RUU ini mengundang polemik dan penolakan berbagai kalangan umat. Salah satu yang mengemuka karena celah keterbukaan terhadap berkembangnya Komunisme. Meski pembahasannya ditunda sementara waktu, tidak berarti selesai pembahasn tentang aspek ideologi ini.
Harus disadari oleh semua komponen bangsa bahwa ancaman tidak kalah besar bahayanya bersumber dari berkembangnya Kapitalisme dan Liberalisme yang makin mengakar di sektor-sektor strategis umat.
Majelis Ulama Indonesia (MUI) melihat RUU HIP bukan hal yang primer saat ini. Artinya DPR sudah salah memutuskan untuk tetap membahas RUU HIP. DPR adalah perwakilan rakyat seharusnya mereka memperhatikan aspirasi rakyat, maka DPR jangan punya agenda sendiri.
Menurutnya, pakar sudah mengkaji RUU HIP kemudian mengatakan bahwa RUU tersebut ngawur. Sebanyak 80 persen isi RUU HIP kontradiksi dan 20 persen agak benar. Maka MUI menolak tidak dimasukkannya Tap MPRS Nomor XXV/ 1966 ke dalam RUU HIP.

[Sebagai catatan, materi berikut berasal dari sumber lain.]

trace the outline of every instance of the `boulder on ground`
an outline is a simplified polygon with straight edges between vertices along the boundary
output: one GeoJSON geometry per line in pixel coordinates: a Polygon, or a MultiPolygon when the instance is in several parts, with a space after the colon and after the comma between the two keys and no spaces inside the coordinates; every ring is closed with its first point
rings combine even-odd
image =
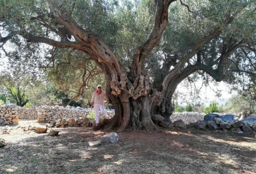
{"type": "Polygon", "coordinates": [[[152,120],[157,123],[160,123],[163,121],[164,117],[160,115],[154,115],[152,117],[152,120]]]}
{"type": "Polygon", "coordinates": [[[232,132],[235,133],[238,133],[239,132],[241,131],[242,130],[240,127],[232,127],[231,128],[231,130],[232,132]]]}
{"type": "Polygon", "coordinates": [[[220,124],[220,128],[223,129],[230,129],[231,127],[231,124],[229,123],[223,122],[220,124]]]}
{"type": "Polygon", "coordinates": [[[35,132],[37,134],[44,134],[47,133],[47,128],[44,128],[42,127],[37,127],[35,130],[35,132]]]}
{"type": "Polygon", "coordinates": [[[193,129],[195,127],[195,124],[194,123],[190,123],[187,125],[187,129],[193,129]]]}
{"type": "Polygon", "coordinates": [[[179,120],[176,121],[174,121],[174,127],[187,129],[187,124],[181,120],[179,120]]]}
{"type": "Polygon", "coordinates": [[[5,141],[3,138],[0,138],[0,147],[5,146],[5,141]]]}
{"type": "Polygon", "coordinates": [[[102,137],[101,143],[114,144],[118,142],[119,139],[118,134],[112,132],[102,137]]]}
{"type": "Polygon", "coordinates": [[[166,122],[166,121],[163,121],[161,123],[159,124],[161,126],[162,126],[164,127],[168,127],[168,126],[169,125],[169,123],[168,122],[166,122]]]}
{"type": "Polygon", "coordinates": [[[214,120],[216,122],[216,124],[217,124],[219,126],[221,124],[221,122],[223,122],[222,120],[221,120],[221,118],[218,117],[214,117],[214,120]]]}
{"type": "Polygon", "coordinates": [[[89,141],[88,142],[89,146],[91,147],[94,147],[98,146],[101,144],[101,142],[100,141],[89,141]]]}
{"type": "Polygon", "coordinates": [[[253,132],[253,130],[251,128],[251,127],[250,127],[248,124],[246,124],[242,127],[242,130],[244,132],[247,133],[252,133],[253,132]]]}
{"type": "Polygon", "coordinates": [[[226,114],[223,116],[220,117],[220,118],[223,121],[226,122],[232,122],[234,120],[234,117],[235,116],[232,114],[226,114]]]}
{"type": "Polygon", "coordinates": [[[208,121],[207,124],[208,128],[210,129],[219,129],[218,126],[216,124],[214,121],[208,121]]]}
{"type": "Polygon", "coordinates": [[[220,116],[217,114],[210,113],[204,116],[204,119],[205,121],[214,121],[215,117],[219,117],[220,116]]]}
{"type": "Polygon", "coordinates": [[[197,121],[194,127],[197,129],[204,130],[205,129],[206,126],[206,124],[204,121],[197,121]]]}
{"type": "Polygon", "coordinates": [[[174,124],[173,124],[173,123],[169,123],[169,124],[168,125],[168,127],[169,128],[173,128],[173,127],[174,126],[174,124]]]}
{"type": "Polygon", "coordinates": [[[255,131],[256,131],[256,122],[253,123],[253,124],[252,125],[252,128],[255,131]]]}
{"type": "Polygon", "coordinates": [[[83,119],[83,120],[82,121],[82,126],[85,126],[85,127],[89,126],[89,124],[90,122],[90,119],[89,118],[88,118],[87,117],[86,117],[85,118],[84,118],[84,119],[83,119]]]}
{"type": "Polygon", "coordinates": [[[37,120],[37,122],[38,123],[45,122],[45,119],[44,118],[38,118],[37,120]]]}
{"type": "Polygon", "coordinates": [[[235,120],[231,124],[231,125],[234,127],[242,127],[244,126],[242,121],[238,120],[235,120]]]}
{"type": "Polygon", "coordinates": [[[50,132],[49,132],[49,134],[48,134],[48,135],[49,135],[52,137],[56,136],[58,135],[58,134],[59,132],[59,131],[57,131],[54,130],[53,129],[51,129],[50,130],[50,132]]]}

Partai Persatuan Pembangunan (PPP) sendiri berpandangan bahwa RUU tersebut mestinya cukup fokus pada pengaturan eksistensi, tugas pokok dan fungsi (tupoksi) BPIP sebagai organ pemerintah untuk melakukan pembinaan idiologi Pancasila.
Oleh karena itu, PPP meminta RUU tersebut tidak masuk secara mendalam dengan mengatur substansi yang pada akhirnya justru menjadi kontroversi baru tentang tafsir atau pemahaman Pancasila. Lebih lanjut, para ahli hukum dan ilmu perundang-undangan sebagian materi RUU HIP ini juga dikritisi soal tepat-tidaknya diatur sebagai materi muatan undang-undang.

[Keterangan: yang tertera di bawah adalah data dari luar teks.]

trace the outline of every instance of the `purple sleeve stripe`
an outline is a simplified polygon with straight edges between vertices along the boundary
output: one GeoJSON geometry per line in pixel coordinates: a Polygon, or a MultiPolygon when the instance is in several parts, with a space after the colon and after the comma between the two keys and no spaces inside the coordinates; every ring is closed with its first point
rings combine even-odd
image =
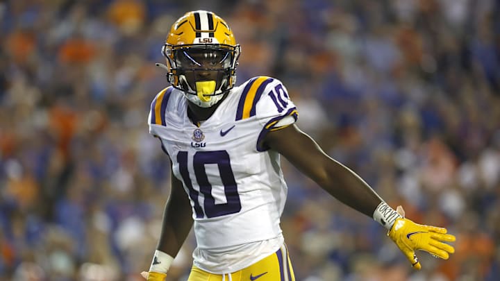
{"type": "Polygon", "coordinates": [[[253,82],[255,82],[258,78],[258,77],[254,77],[251,78],[248,83],[247,83],[244,89],[243,89],[242,95],[240,97],[240,103],[238,103],[238,110],[236,111],[236,121],[241,120],[242,118],[243,118],[243,108],[244,107],[245,99],[247,99],[247,94],[248,94],[249,90],[250,90],[250,87],[252,84],[253,84],[253,82]]]}
{"type": "Polygon", "coordinates": [[[163,95],[163,99],[162,100],[161,103],[161,109],[160,110],[160,112],[161,114],[160,118],[162,121],[162,125],[165,126],[165,110],[167,110],[167,105],[168,104],[169,98],[170,98],[170,94],[172,93],[172,90],[174,89],[173,87],[170,87],[167,90],[167,92],[163,95]]]}
{"type": "Polygon", "coordinates": [[[272,78],[267,78],[265,81],[262,82],[262,83],[260,84],[260,85],[259,86],[258,89],[257,89],[257,93],[256,94],[256,96],[253,98],[252,107],[250,110],[250,117],[255,116],[257,102],[259,101],[259,99],[260,99],[260,96],[262,96],[262,92],[264,92],[264,89],[265,89],[266,86],[267,86],[267,84],[270,83],[274,80],[274,79],[272,78]]]}
{"type": "Polygon", "coordinates": [[[276,254],[278,257],[278,263],[280,266],[280,280],[283,281],[285,280],[285,269],[283,269],[285,265],[283,264],[283,257],[281,253],[281,248],[276,250],[276,254]]]}
{"type": "MultiPolygon", "coordinates": [[[[291,115],[294,117],[295,121],[297,119],[297,108],[293,107],[287,111],[287,112],[283,115],[280,115],[278,117],[276,117],[269,121],[266,123],[266,124],[264,126],[264,128],[260,131],[260,133],[259,134],[258,138],[257,139],[257,151],[265,151],[269,148],[269,146],[266,145],[262,145],[261,144],[262,141],[264,139],[264,137],[267,135],[269,132],[273,130],[274,128],[274,125],[276,125],[278,121],[281,120],[282,119],[286,117],[287,116],[291,115]]],[[[283,128],[288,127],[288,126],[283,126],[283,128]]]]}
{"type": "Polygon", "coordinates": [[[155,107],[156,106],[156,99],[153,100],[153,102],[151,103],[151,119],[149,119],[149,124],[154,124],[155,120],[156,120],[156,114],[155,114],[155,107]]]}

Melihat celah lahirnya Ideologi Komunisme melalui Ketetapan MPRS No. XXV Tahun 1966 yang menjadi landasan hukum larangan penyebaran paham dan ajaran Komunisme, Marxisme dan Leninisme, maka PPP akan bersama fraksi-fraksi yang sepaham agar masuk kedalam konsideran maupun penjelasan undang-undang tersebut nantinya.
Namun dilihat dari objek hukumnya, yaitu Pancasila yang diundangkan sebagai haluan ideologi, UU HIP dapat dipandang sebagai “Makna Pancasila”. Maka, dalam penerapan, kedudukannya bisa setara dengan UUD 1945. Bahkan dapat pula berada di atas UUD 1945, karena UU HIP dapat dimaknai sebagai Pancasila itu sendiri.

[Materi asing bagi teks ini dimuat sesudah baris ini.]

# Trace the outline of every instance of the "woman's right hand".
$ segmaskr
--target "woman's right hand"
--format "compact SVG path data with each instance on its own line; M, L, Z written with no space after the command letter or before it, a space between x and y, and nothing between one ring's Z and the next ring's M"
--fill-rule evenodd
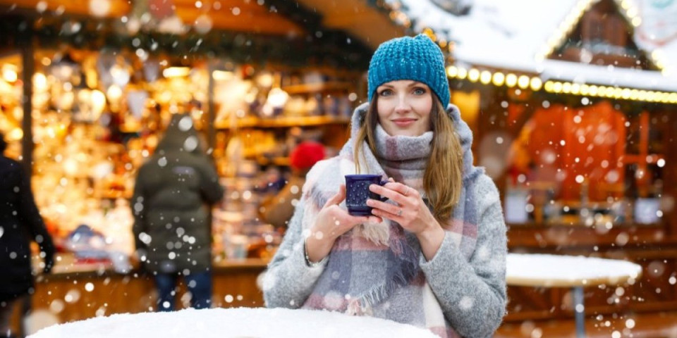
M327 200L317 214L315 224L310 228L310 234L305 242L308 258L319 262L331 251L334 242L341 234L348 232L355 225L367 223L382 222L377 216L353 216L348 211L338 206L346 199L346 186L341 184L338 192Z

Dengan demikian UU HIP akan menjadi sumber dari segala sumber hukum negara dan UUD 1945 pun harus tunduk pada UU HIP. Bagaimana realitasnya nanti, akan sangat tergantung pada penguasa. Ini sangat berbahaya. Isi RUU HIP ditafsirkan Ekasila. Katanya Pancasila harga mati, tapi justru ditarik-tarik sesuai kepentingan golongan tertentu. Urutan Pancasila itu juga sudah harga mati termasuk urutannya dari sila pertama sampai ke lima.
Jika melihat ulang sejarah, PKI juga berhasil menjadi “penafsir tunggal” Pancasila. Lalu menjadikan isu anti-Pancasila dan Darul Islam untuk menyerang Masyumi, yang menjadi perwakilan kaum Muslim.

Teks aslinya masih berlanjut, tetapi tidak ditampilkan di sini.